お元気で!そしてまたいつかお天気雨の狭間で!


きっとまた会いましょう。』



***



「燈子!」


 傘音ちゃんは息を切らせながら、必死に、それはもう本当に必死な表情で私の前に現れる。私の家のあらゆるものを乗せたトラックは今にも発車しようと言うのに。引っ越しなんて慣れたもので、誰かとの別れなんてありふれたもので、旅立ちなんて日常的なもので。だから傘音ちゃんとはもう会う事も無いと思ったのに。


「あれ、上手く傘音ちゃんを騙せたと思ったのに!」


 天邪鬼な私はまた、張り付いた笑顔でそう言った。嘘つきな傘音ちゃんは偽りのない表情でそこにいる。偽善者の私は彼女が来てくれたことがこんなにも嬉しくて、彼女と離れてしまう事がこんなにも苦しくて。そういう気持ちを全部騙して押し殺して、そうやって生きていこうと思っていたのに。


「なんで黙って行っちゃうんだよ」


 傘音ちゃんは振り絞るような声で話す。まるで雨に濡れた動物みたいで可愛い。晴れた日が良い天気だなんて誰が言ったんだろうか。今日は残酷なほどに青空だ。


「ごめんって、でも傘音ちゃんだって嘘つきじゃん。仲間だね!」

「ばか!」


 傘音ちゃんはやっと顔を上げたから、よせばいいのに私は彼女と目が合った。ほらやっぱり、涙と汗で、酷い顔。ぐしょぐしょに濡れた彼女の顔に、私はつい、ほんの短い時間、唇を噛んだ。傘音ちゃんの瞳の色はとても綺麗な黒色で、その中にぼんやりと私が写って。


「傘音ちゃん、私が居なくなったらまた一人ぼっちになっちゃうもんね!寂しい?」

「うるさい」

「うるさい話し相手も居なくなっちゃうね!ねえ今どんな気持ち?」

「知らないよそんなの」

「自分の気持ちなのに知らないなんて変なの~!やっぱり傘音ちゃんは変なやつだ!」

「だからうるせえっての!」

「じゃあ私から、良いこと教えてあげるよ傘音ちゃん!」


 晴れた日に降る雨の事を、狐の嫁入りと誰かが言った。


「私はとっても寂しいよ傘音ちゃん!傘音ちゃんとさよならするのがとっても寂しいよ傘音ちゃん!こんな気持ち初めてだよ傘音ちゃん!」

「私もだよ!」

「あはは!傘音ちゃんそんなに泣かないでよ~」

「その言葉、そっくりそのままあんたに返す!」


 輝く空はどこまでも青く、朝日はいつまでも暖かい。狐の涙は頬を濡らして、この世界の片隅で、私たち二人だけに降る。


「私、ちゃんとみんなに謝るよ。
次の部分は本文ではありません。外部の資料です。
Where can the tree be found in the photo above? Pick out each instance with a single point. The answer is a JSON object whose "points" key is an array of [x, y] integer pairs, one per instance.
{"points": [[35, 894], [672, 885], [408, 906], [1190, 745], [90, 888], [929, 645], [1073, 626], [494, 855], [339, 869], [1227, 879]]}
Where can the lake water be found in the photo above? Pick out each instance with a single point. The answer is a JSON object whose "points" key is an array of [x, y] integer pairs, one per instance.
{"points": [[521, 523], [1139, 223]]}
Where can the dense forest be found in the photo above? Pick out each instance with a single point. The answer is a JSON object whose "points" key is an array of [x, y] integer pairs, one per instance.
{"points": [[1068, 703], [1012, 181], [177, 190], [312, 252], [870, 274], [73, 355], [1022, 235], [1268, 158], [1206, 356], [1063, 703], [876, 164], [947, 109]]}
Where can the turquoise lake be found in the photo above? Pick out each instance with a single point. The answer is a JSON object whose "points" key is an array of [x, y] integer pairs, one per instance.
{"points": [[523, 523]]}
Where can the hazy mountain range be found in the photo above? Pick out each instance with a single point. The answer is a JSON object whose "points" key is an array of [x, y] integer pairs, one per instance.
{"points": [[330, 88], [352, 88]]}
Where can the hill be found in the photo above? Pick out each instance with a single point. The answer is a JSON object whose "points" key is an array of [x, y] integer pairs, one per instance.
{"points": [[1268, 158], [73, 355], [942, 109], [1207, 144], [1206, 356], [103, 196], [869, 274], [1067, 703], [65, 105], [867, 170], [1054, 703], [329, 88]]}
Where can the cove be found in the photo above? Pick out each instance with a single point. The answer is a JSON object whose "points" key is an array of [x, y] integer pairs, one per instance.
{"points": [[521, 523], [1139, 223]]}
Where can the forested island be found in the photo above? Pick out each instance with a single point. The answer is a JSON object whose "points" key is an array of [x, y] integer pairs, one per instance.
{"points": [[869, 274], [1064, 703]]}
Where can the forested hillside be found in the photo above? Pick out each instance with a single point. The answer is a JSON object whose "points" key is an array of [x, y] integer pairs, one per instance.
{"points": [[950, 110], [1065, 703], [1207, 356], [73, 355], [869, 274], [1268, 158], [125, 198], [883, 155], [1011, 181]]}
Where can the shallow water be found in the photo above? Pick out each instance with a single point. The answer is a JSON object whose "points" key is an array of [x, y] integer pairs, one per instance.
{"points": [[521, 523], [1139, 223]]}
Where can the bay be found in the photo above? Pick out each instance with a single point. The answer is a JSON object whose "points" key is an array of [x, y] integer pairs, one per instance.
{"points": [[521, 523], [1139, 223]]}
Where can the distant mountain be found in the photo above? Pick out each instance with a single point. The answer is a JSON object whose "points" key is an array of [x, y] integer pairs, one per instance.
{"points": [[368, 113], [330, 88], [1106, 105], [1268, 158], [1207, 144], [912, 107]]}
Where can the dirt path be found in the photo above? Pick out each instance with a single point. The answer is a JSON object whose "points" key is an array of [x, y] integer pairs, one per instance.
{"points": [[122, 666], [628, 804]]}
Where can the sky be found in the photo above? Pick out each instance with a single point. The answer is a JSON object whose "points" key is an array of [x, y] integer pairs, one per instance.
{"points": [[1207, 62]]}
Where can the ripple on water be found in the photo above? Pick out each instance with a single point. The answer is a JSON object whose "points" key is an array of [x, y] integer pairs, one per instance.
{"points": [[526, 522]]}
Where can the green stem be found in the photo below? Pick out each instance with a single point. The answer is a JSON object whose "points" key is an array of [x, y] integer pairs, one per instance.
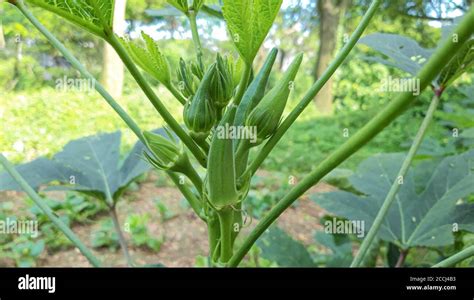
{"points": [[314, 90], [172, 123], [188, 195], [77, 65], [226, 216], [48, 212], [195, 179], [396, 186], [122, 241], [242, 84], [214, 235], [456, 258], [427, 74], [196, 40]]}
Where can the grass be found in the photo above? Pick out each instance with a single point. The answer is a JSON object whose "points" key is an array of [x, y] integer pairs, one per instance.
{"points": [[40, 122]]}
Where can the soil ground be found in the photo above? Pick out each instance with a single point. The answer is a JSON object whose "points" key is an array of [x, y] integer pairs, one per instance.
{"points": [[184, 234]]}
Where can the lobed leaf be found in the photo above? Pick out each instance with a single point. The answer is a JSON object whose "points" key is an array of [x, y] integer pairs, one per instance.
{"points": [[90, 165], [249, 22], [417, 218], [150, 59], [93, 15], [276, 244]]}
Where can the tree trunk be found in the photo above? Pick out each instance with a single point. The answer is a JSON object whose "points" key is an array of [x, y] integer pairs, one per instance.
{"points": [[330, 12], [113, 69]]}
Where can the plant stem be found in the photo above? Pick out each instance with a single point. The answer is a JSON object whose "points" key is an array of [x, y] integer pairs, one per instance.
{"points": [[122, 241], [77, 65], [315, 88], [225, 220], [214, 235], [429, 71], [196, 40], [195, 179], [48, 212], [456, 258], [395, 185], [242, 84], [188, 195], [172, 123]]}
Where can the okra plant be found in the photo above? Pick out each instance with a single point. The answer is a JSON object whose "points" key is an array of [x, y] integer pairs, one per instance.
{"points": [[227, 111]]}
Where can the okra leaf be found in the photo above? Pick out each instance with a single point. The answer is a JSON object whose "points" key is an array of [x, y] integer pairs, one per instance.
{"points": [[401, 52], [276, 244], [150, 59], [341, 253], [458, 65], [249, 22], [407, 55], [416, 218], [36, 173], [90, 165], [92, 15]]}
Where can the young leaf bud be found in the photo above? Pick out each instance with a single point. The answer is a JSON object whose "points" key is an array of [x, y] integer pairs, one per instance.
{"points": [[221, 88], [166, 154], [199, 113]]}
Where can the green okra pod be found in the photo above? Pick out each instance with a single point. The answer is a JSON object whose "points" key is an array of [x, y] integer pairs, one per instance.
{"points": [[222, 188], [266, 115], [256, 89], [199, 113]]}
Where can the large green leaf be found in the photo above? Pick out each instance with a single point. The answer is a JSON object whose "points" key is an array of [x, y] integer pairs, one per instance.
{"points": [[458, 65], [90, 165], [341, 252], [401, 52], [92, 15], [407, 55], [150, 59], [278, 246], [249, 22], [416, 218]]}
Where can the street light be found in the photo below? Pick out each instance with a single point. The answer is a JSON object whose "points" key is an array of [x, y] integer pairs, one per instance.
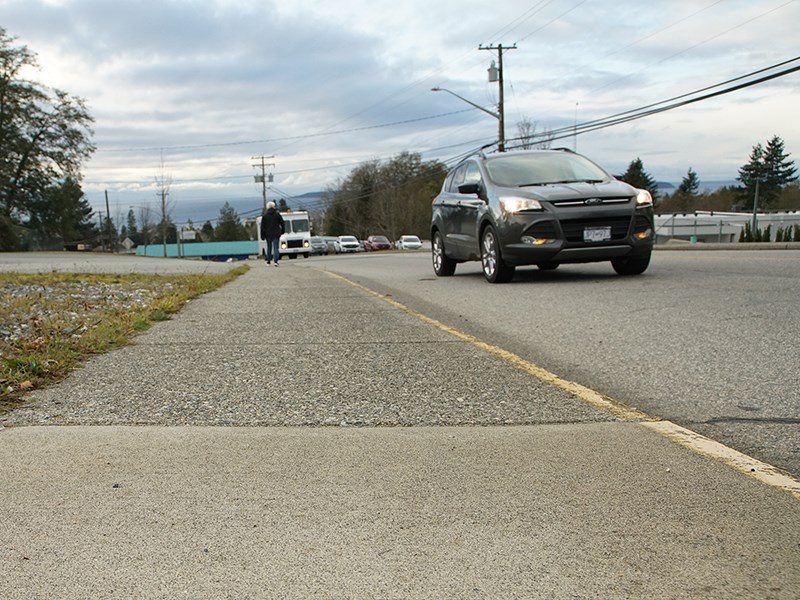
{"points": [[496, 115]]}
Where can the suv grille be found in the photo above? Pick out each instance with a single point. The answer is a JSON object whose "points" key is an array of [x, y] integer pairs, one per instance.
{"points": [[573, 228]]}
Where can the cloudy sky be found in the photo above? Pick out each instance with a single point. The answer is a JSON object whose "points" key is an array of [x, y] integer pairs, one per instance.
{"points": [[195, 89]]}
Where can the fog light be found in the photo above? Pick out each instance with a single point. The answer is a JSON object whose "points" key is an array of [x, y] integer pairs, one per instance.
{"points": [[527, 239]]}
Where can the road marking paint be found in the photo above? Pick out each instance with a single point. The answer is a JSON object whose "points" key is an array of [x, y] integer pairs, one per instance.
{"points": [[604, 403], [700, 444], [687, 438]]}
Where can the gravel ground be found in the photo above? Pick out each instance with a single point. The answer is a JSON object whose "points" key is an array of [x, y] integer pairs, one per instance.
{"points": [[295, 347], [74, 305]]}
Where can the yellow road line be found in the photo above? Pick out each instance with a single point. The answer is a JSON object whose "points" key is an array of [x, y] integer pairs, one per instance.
{"points": [[699, 444], [764, 472], [618, 409]]}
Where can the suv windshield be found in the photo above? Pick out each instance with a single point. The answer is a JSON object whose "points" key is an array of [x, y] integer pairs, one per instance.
{"points": [[510, 170]]}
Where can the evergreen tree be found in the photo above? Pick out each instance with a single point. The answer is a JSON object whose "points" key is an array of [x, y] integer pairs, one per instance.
{"points": [[639, 178], [207, 232], [687, 191], [770, 170], [61, 216]]}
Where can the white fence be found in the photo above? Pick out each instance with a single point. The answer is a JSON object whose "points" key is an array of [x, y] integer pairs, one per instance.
{"points": [[718, 227]]}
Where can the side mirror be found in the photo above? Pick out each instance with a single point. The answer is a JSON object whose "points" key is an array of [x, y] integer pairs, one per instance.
{"points": [[470, 188]]}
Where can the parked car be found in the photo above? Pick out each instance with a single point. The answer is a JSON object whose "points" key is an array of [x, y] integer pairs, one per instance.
{"points": [[318, 245], [538, 207], [408, 242], [347, 243], [332, 241], [377, 242]]}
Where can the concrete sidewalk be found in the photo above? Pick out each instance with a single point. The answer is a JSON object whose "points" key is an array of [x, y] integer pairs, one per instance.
{"points": [[291, 436]]}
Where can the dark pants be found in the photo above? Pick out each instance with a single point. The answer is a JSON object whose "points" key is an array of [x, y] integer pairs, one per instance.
{"points": [[273, 249]]}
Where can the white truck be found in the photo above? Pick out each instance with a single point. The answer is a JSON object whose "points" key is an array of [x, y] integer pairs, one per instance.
{"points": [[296, 238]]}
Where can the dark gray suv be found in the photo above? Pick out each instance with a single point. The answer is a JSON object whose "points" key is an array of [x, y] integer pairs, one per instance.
{"points": [[538, 207]]}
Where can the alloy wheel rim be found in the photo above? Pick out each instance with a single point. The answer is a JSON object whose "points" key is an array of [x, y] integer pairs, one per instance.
{"points": [[437, 253], [488, 255]]}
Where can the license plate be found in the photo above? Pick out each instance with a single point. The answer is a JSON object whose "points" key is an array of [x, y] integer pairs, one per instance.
{"points": [[597, 234]]}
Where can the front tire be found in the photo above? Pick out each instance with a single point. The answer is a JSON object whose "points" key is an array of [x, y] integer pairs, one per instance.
{"points": [[635, 265], [443, 266], [495, 268]]}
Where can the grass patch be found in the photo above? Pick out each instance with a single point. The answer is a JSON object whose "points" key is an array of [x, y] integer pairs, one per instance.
{"points": [[50, 323]]}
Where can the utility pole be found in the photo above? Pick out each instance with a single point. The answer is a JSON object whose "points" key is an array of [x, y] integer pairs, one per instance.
{"points": [[263, 177], [496, 74], [108, 225]]}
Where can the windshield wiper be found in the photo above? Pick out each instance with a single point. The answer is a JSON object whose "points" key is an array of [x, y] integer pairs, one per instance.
{"points": [[562, 182], [580, 181]]}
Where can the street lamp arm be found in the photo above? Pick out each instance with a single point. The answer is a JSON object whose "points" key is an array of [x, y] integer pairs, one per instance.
{"points": [[478, 106]]}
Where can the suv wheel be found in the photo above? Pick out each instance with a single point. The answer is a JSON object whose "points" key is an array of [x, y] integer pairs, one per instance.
{"points": [[631, 266], [494, 268], [443, 266]]}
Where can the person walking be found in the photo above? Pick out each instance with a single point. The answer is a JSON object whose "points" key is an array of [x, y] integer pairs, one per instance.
{"points": [[271, 230]]}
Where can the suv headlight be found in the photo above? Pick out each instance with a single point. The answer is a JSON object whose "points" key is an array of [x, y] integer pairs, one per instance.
{"points": [[643, 198], [512, 204]]}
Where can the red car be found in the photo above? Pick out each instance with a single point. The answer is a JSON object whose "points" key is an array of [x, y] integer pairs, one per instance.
{"points": [[377, 242]]}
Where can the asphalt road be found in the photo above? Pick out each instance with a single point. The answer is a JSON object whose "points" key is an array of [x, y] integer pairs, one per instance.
{"points": [[294, 435], [707, 339]]}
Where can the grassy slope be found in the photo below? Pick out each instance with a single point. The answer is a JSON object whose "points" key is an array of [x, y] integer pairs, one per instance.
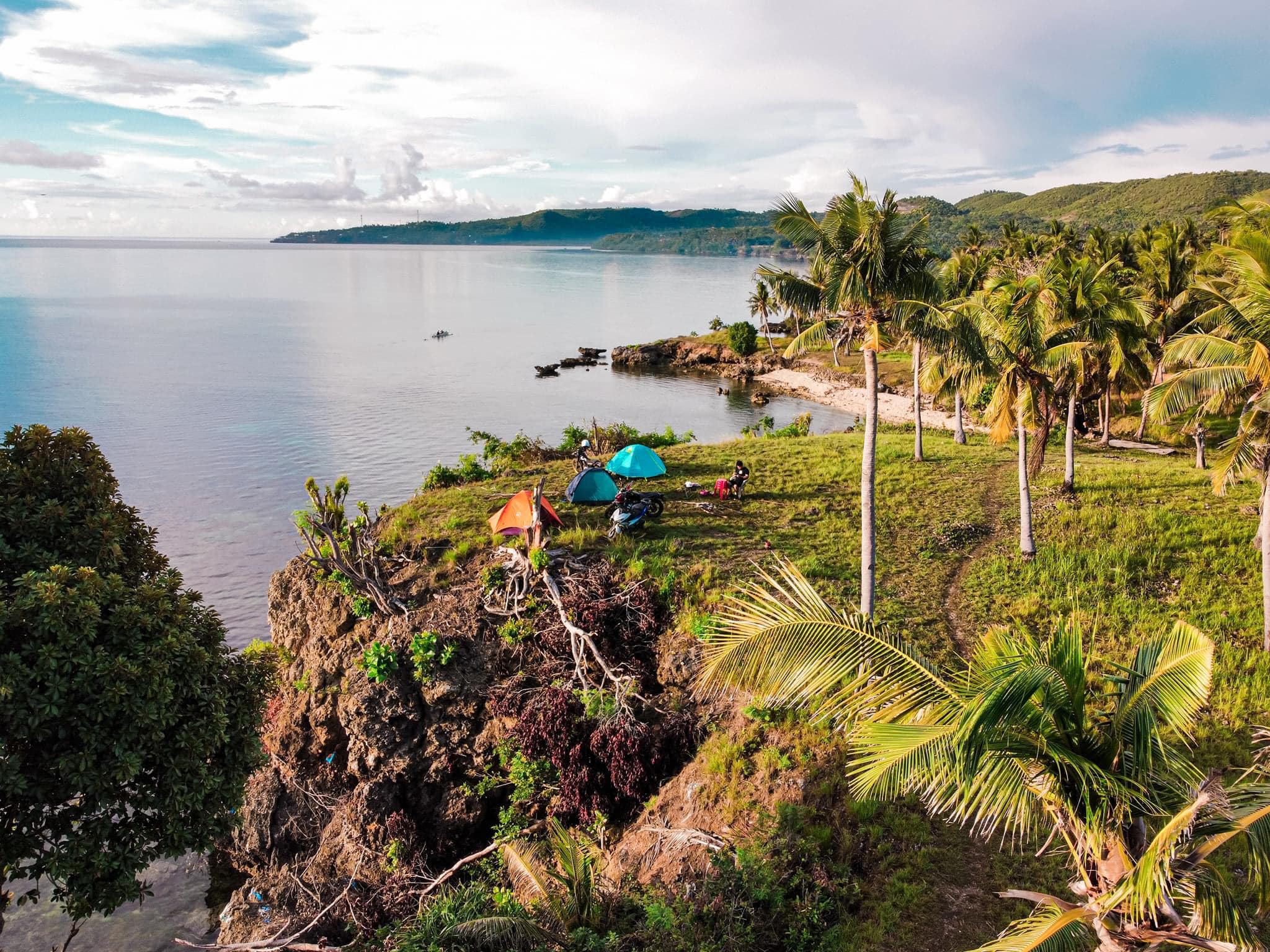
{"points": [[1143, 542]]}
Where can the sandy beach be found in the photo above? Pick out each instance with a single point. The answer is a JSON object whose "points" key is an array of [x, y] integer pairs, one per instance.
{"points": [[892, 408]]}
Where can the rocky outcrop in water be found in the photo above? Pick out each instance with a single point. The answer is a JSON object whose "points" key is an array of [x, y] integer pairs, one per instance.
{"points": [[690, 353], [375, 787]]}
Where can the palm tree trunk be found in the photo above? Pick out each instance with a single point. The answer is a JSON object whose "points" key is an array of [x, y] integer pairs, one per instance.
{"points": [[1070, 443], [1025, 541], [868, 540], [1265, 562], [1157, 376], [917, 402]]}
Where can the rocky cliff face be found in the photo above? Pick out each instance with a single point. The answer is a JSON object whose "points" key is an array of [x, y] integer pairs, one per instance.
{"points": [[378, 782], [355, 764], [690, 353]]}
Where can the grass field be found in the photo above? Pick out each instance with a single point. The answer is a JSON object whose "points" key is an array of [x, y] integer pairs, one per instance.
{"points": [[1142, 542]]}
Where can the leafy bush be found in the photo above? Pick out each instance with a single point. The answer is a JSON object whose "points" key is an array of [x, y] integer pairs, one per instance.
{"points": [[379, 662], [427, 653], [744, 338], [513, 631], [118, 696], [468, 470]]}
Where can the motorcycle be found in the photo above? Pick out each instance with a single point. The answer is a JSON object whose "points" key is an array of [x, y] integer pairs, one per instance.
{"points": [[628, 518], [626, 496]]}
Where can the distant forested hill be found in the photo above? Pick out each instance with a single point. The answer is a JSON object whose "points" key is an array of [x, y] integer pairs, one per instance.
{"points": [[567, 226], [1116, 206]]}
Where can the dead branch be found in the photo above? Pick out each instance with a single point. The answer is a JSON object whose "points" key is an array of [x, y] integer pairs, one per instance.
{"points": [[293, 941], [471, 858]]}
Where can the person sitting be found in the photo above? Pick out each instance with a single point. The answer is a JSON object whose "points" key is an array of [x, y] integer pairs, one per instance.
{"points": [[738, 479]]}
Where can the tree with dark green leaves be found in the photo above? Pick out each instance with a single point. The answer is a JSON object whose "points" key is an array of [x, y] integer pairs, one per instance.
{"points": [[128, 726]]}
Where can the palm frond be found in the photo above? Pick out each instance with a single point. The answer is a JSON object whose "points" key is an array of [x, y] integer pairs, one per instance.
{"points": [[510, 932], [1047, 930], [781, 640], [1165, 687]]}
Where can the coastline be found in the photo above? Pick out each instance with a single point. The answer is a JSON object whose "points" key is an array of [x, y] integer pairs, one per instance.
{"points": [[892, 408]]}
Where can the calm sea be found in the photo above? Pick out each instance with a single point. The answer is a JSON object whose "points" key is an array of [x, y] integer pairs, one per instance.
{"points": [[219, 376]]}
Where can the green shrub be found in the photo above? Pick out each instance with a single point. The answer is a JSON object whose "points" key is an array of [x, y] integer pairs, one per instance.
{"points": [[513, 631], [744, 338], [379, 662], [468, 470], [429, 653], [127, 725]]}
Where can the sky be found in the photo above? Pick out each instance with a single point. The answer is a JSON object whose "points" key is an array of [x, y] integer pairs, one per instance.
{"points": [[251, 120]]}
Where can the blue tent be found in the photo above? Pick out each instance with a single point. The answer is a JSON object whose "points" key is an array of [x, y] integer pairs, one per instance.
{"points": [[591, 485], [637, 461]]}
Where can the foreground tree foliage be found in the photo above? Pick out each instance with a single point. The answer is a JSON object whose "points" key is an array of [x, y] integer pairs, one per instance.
{"points": [[1028, 739], [128, 728]]}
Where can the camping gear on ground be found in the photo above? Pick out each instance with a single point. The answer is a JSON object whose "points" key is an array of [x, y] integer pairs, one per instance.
{"points": [[628, 496], [591, 485], [637, 462], [628, 518], [517, 516]]}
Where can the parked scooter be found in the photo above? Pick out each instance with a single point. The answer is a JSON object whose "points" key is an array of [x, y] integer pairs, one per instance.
{"points": [[628, 518], [626, 496]]}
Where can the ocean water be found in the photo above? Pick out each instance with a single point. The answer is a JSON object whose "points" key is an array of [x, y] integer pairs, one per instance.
{"points": [[219, 376]]}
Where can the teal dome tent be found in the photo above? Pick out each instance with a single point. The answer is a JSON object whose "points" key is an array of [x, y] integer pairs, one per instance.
{"points": [[591, 485], [637, 462]]}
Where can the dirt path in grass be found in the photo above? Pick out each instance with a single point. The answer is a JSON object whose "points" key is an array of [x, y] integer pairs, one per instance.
{"points": [[954, 601]]}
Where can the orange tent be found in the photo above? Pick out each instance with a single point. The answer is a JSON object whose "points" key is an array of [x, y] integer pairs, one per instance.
{"points": [[517, 516]]}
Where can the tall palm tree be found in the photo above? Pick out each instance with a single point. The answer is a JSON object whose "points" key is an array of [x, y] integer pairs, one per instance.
{"points": [[1166, 270], [1011, 316], [1024, 739], [1226, 367], [761, 305], [873, 259], [562, 879], [1100, 323], [957, 367]]}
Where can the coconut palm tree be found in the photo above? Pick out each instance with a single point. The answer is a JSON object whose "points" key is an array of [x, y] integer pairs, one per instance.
{"points": [[1011, 318], [1099, 323], [958, 367], [1166, 270], [1026, 739], [873, 259], [761, 305], [1226, 367], [562, 879]]}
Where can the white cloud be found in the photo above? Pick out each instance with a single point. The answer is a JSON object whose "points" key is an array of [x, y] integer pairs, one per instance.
{"points": [[19, 151], [689, 98], [516, 165]]}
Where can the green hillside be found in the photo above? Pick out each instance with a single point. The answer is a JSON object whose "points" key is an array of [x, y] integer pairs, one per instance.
{"points": [[1116, 206], [556, 226]]}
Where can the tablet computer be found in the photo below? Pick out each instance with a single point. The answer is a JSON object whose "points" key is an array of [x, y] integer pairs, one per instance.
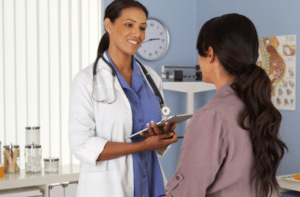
{"points": [[176, 118]]}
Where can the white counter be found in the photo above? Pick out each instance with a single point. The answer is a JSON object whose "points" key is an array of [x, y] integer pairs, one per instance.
{"points": [[23, 181]]}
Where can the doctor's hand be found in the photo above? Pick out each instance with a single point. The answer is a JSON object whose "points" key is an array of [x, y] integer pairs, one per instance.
{"points": [[157, 142], [155, 130]]}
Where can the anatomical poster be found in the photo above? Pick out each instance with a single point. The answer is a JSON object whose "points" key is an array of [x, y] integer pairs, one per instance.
{"points": [[277, 56]]}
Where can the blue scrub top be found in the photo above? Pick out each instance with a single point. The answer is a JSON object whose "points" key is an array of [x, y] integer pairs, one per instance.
{"points": [[145, 107]]}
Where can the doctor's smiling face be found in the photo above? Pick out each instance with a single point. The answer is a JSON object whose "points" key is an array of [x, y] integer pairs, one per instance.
{"points": [[127, 33]]}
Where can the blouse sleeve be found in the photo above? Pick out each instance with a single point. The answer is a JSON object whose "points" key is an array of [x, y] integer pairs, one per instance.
{"points": [[83, 142], [202, 153]]}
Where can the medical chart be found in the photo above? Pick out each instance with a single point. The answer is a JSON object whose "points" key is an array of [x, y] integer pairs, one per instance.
{"points": [[277, 56]]}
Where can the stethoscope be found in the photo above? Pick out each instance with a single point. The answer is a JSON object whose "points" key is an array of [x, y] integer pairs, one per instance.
{"points": [[164, 108]]}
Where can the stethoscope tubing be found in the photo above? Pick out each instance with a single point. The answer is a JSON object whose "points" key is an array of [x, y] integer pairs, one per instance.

もう嘘は吐かないで、頑張ってやり直してみるよ!すごく怖いけど、そうやってこれからがんばって生きてみるよ!だから燈子!またね!またね燈子!また会おう!」


 鮮やかに照る太陽が、私と傘音ちゃんの頬を照らす。

 雫に沿ってきらきらと、輝いては、雨粒のように落ちてゆく。


「うん。また、また会おう。約束しよう、また会おう!またね傘音ちゃん!」


 降りしきる雫は緩やかに。この世界には永遠なんてものはない。流れた涙は土に還り、やがて新しい雨になる。生まれた人は死んでいき、出会ったあなたとはいずれ別れる。それだけがこの世界の本当だ。

 そういう本当の感情を持って、人は人として生きていくんだ。




***




 今日はすごくいい天気だ。君と最後に会った時と同じ、よく晴れた雨空だ。あの日の君はいつにも増して楽しそうで、いつものように楽しそうに笑っていた。耳をすませば君の曲が聴こえてくる気がする。もう口ずさめるほどに聴き慣れた君の曲ではなくて、君の頭にだけ流れている新しい音が、僕にも少し聴こえた気がした。そうやって君の音は続いていくんだ。誰かの中に響いて残って、誰かの背中を今日も押す。僕も君に背中を押されて、周りのみんなに腕を引かれて、やっと歩き始めるよ。



 僕はやっと少しだけ、大丈夫になったよ。

 君がいなくなった後も、色々なことが少しずつ、頑張っていけるようになったよ。


 今度あったら、ニュージーランドの話を聞かせてほしい。どんな景色を見て、どんな風に君が感動したか。何に触れて、何を綴りたいと思ったのか。そういうたわいのないことを楽しそうに話してよ。


 でもそれはいつか、ずっと遠い先でいい。

 でもいつか必ず、約束しよう。



「もう行っちゃうの?ゆっくりしていって?」

「いえ、今日は線香をあげにきただけなので」


 ゆらゆらと揺れる煙が、雨の香りに混じってゆく。遺影の彼女は笑ったまま、幸せそうに生きている。


「また来てね」

「はい。また」

「手代木くん!」


 彼女のお母さんに呼び止められて、僕は振り返る。


「あの子のわがまま、聞いてくれてありがとう」

「こちらこそです」


 僕は笑って歩き出す。

 そうして、一つの季節が終わってゆく。

 

 僕はやっと、彼女のいない季節を迎える。


 人は何のために生まれて、どうして死ぬんだろう。僕は自分に問うてみたけれど、明確な答えは分からない。でも僕は今日この瞬間のために生きていたいと思えるし、彼女はこの時間を遺して死んだのではないかとも思う。だなんて、格好つけたことを彼女が聞いたら彼女はどんな表情をするだろう。笑われるだろうか。きっといつものようにきゅっとした表情で笑うんだろうか。


「舌を切られた雀は、お爺さんが来るのを待っているの」


 笑ってそう言った彼女を思い出す。どうしてシタキリキツネなの?と僕が尋ねた時のことだ。彼女がSNSを始めたての頃、彼女がまだ生きていた頃。


「じゃあ狐は誰を待っているの?」

「さぁ、誰だと思う?」


 彼女はその時、そうはぐらかしたまま答えなかった。


 彼女はその答えを知っていたのだろうか。知らなかったとしても、信じたい答えがあったのだろうか。その答えは僕には分からない。その答えは彼女の中にしかなくて、それを僕が確かめる術はない。


 だから僕も待つことにしよう。


 いつか彼女がいない世界で、僕があらゆることが大丈夫になって、彼女のいない人生を全うして、その遥か先の未来で。


 いつかまた、笑う彼女に会える日を。